Keep in mind that the default behavior is to append the items crawled at the bottom of the already existing file and not to overwrite it, so you might want to prefix your scrapy command with something like `rm OLDTABLE.csv; scrapy crawl fb etc.`. There are many other ways of exporting, check out the [exporter reference](https://doc.scrapy.org/en/latest/topics/exporters.html) if you want to know more.
More information regarding Scrapy's [Deployment](https://doc.scrapy.org/en/latest/topics/deploy.html) and [Common Practices](https://doc.scrapy.org/en/latest/topics/practices.html) are present in the official documentation.

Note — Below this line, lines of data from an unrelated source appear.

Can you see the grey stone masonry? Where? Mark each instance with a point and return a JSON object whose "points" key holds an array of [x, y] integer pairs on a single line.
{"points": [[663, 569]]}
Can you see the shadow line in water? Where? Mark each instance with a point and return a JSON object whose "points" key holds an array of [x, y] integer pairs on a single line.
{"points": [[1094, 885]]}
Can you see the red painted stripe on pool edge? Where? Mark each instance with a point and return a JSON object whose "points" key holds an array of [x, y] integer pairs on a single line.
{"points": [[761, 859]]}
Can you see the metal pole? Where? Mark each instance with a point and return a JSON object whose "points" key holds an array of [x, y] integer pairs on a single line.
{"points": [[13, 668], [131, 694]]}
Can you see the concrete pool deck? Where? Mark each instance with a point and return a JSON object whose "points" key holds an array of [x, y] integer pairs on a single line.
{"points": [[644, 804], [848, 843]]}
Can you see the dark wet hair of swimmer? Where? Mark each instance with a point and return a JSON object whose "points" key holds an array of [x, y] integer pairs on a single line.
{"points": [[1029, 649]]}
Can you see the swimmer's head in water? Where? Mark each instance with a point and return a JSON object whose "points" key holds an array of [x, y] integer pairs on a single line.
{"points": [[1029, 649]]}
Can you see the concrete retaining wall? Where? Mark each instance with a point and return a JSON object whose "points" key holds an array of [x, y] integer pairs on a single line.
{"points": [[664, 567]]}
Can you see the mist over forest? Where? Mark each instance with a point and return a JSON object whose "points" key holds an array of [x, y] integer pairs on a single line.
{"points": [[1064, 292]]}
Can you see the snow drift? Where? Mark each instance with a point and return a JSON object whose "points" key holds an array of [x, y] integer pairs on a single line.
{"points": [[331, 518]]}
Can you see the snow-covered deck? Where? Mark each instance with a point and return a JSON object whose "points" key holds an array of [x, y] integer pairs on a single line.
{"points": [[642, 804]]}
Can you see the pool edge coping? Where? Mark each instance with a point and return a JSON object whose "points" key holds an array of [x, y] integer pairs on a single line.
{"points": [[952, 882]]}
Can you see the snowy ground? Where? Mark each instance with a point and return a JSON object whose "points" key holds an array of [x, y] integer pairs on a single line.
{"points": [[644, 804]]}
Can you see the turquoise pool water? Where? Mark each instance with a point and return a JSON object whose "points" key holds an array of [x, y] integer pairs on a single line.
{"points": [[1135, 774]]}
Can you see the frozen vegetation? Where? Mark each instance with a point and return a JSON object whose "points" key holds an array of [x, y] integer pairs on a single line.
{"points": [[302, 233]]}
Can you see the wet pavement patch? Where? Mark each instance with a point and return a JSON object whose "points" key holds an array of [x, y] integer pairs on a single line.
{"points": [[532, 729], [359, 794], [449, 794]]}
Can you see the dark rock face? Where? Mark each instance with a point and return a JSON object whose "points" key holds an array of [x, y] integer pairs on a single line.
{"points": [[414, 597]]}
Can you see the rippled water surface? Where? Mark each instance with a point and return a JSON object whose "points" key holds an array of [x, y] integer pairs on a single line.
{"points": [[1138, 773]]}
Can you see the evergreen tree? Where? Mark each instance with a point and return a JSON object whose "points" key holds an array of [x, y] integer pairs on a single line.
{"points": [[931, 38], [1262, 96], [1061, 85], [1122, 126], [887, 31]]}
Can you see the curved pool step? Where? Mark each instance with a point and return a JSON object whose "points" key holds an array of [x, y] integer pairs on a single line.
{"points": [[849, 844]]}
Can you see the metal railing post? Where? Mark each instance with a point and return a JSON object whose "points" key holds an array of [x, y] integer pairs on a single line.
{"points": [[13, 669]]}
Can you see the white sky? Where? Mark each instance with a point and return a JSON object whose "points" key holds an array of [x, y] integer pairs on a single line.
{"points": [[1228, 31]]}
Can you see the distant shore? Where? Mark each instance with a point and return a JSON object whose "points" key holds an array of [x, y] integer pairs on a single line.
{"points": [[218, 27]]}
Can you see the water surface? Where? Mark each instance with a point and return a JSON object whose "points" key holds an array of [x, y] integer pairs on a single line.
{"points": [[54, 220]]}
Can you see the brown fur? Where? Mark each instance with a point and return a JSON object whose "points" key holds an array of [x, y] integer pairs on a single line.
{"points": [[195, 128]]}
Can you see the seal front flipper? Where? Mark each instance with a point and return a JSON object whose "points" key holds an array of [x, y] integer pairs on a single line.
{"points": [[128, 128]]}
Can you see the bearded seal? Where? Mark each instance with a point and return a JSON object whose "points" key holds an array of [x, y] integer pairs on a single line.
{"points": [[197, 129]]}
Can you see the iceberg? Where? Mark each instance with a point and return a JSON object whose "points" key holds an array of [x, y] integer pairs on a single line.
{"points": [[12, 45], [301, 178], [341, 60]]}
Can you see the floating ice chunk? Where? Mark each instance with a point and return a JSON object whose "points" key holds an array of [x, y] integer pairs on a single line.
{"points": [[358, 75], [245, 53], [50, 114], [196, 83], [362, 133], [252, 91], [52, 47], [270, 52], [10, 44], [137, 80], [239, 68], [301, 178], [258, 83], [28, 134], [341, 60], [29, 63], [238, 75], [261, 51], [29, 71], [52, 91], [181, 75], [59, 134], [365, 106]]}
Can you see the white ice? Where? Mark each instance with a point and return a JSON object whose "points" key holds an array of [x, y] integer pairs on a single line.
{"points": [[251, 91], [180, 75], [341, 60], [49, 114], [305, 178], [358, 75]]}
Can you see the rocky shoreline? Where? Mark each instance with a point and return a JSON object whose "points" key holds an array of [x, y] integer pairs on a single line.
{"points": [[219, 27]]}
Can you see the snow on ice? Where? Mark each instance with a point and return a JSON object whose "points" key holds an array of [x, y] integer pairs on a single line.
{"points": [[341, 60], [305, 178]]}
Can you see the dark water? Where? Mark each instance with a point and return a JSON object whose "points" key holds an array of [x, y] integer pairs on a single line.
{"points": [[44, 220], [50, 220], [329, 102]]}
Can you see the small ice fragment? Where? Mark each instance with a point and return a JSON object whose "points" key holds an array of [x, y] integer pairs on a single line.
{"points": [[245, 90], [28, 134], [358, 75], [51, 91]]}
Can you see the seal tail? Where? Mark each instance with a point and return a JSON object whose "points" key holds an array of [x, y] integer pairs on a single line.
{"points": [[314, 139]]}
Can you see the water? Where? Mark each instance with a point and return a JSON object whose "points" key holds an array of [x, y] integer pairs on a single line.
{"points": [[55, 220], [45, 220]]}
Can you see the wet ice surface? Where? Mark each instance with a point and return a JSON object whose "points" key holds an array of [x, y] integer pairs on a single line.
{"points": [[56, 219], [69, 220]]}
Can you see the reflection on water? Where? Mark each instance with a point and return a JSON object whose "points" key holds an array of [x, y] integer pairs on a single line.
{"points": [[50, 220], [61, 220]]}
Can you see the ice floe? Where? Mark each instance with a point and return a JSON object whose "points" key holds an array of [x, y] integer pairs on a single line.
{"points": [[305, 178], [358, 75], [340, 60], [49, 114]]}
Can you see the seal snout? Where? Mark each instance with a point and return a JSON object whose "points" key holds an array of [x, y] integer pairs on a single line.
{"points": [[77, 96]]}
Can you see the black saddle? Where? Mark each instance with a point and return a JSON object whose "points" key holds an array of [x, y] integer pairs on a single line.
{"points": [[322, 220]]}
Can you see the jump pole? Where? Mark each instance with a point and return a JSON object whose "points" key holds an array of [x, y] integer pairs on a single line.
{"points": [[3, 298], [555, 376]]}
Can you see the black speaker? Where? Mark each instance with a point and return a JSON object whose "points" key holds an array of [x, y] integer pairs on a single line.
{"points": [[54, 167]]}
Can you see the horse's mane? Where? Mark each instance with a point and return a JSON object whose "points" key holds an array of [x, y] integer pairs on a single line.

The use is similar to fb spider, the only difference being the -a page parameter, which now is the link to a post. Make sure that the `page` option is a proper post link, for example:
```
rm trump_comments.csv; scrapy crawl comments -a email="obama@gmail.com" -a password="cm380jixke" -a page="https://mbasic.facebook.com/story.php?story_fbid=10162169751605725&id=153080620724" -o trump_comments.csv
```
(!) Some comments are duplicated. This is because facebook chooses to display a comment both in one page and in the next. There are several ways of handling this unwanted (although interesting on its own) behavior. It's not possible to leave scrapy duplicate filter on, because this would make the crawler quit when it encounters duplicates, leaving out many comments. The best way of handling duplicates is to clean the CSV afterwards using pandas of the csv python module.
For example, with pandas:
```
import pandas as pd
df = pd.read_csv('./trump.csv')
df2 = df[df.duplicated() == False]
df2.to_csv('./trump.csv',index=False)
```
Another option would be to integrate this process with scrapy, writing a pipeline that checks all the fileds for duplicates and drops the items that are caught (however the crawling would be slower).
The comments spider is able to crawl all nested replied-to comments. The root comment is indicated as `ROOT` in the `reply-to` column and the replies have a reference to the profile name that they are answering to, in the same `reply-to` column. They usually follow the `ROOT` comment in order, but it's not easy to perfectly turn off concurrency in scrapy, so that's might not always be the case. For regular comments, that don't get replies, the `reply-to` column is empty.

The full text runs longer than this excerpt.